The Treasury has not signed off on the Government’s troubled Universal Credit benefit reform three months since receiving the business plan.

The Department for Work and Pensions (DWP) IT project is being drip-fed money instead of receiving full approval and funding from the Treasury, a normal procedure for major public projects.

Civil service chief Sir Bob Kerslake told the Public Accounts Committee (PAC) this week: ""We shouldn’t beat about the bush. It hasn’t been signed off. What we’ve had is a set of conditional reassurances about progress and the Treasury have released money accordingly. That is one of the key controls."

It is the latest in a series of startling revelations about the Universal Credit IT system, designed to simplify six benefit payments into one, and comes after the National Audit Office (NAO) announced plans to launch a second investigation into the welfare programme this autumn.

The DWP had originally planned to launch the benefits system last October, but it was reset in December 2013 after a series of IT problems and wasted costs, with Work and Pensions minister Iain Duncan Smith admitting the project was unlikely to hit its original full roll-out deadline of 2017.

It is currently in use across 10 areas of the UK, according to the DWP, and, as of February (the latest available figures), 6,000 people were using it to claim.

While the concept of streamlining benefits has cross-party approval, Labour has pledged to ‘pause’ Universal Credit to conduict a three-month review if the party wins next year’s general election.

In November last year the PAC estimated that much of the £425m spent up to that point on the project may have to be written off as wasted costs.

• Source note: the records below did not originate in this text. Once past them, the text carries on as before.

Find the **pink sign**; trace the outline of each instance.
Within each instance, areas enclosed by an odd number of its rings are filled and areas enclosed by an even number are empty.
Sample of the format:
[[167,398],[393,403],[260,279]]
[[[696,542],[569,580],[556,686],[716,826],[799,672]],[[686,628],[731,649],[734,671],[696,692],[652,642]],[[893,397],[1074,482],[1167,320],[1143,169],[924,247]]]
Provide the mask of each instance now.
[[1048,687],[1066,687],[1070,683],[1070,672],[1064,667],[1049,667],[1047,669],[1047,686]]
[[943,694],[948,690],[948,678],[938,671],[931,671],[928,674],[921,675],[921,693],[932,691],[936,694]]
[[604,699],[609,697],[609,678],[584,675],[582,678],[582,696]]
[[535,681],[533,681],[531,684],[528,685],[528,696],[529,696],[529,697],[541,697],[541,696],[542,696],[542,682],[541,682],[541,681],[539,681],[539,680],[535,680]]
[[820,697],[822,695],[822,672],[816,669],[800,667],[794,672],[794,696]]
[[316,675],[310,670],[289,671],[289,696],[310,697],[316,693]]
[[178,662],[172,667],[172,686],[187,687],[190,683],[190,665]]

A DWP spokeswoman said: "Universal Credit is a vital reform that will ensure we have a welfare system that means people are better off in work than on benefits.

"The facts remain that Universal Credit is on track to roll out safely and securely against the plan set out last year. It is already transforming people’s lives and is available in a growing number of areas, including 24 Jobcentres, and last week expanded to claims from couples.

"The Treasury has been fully engaged – they have approved the rollout plan and have approved all funding to date."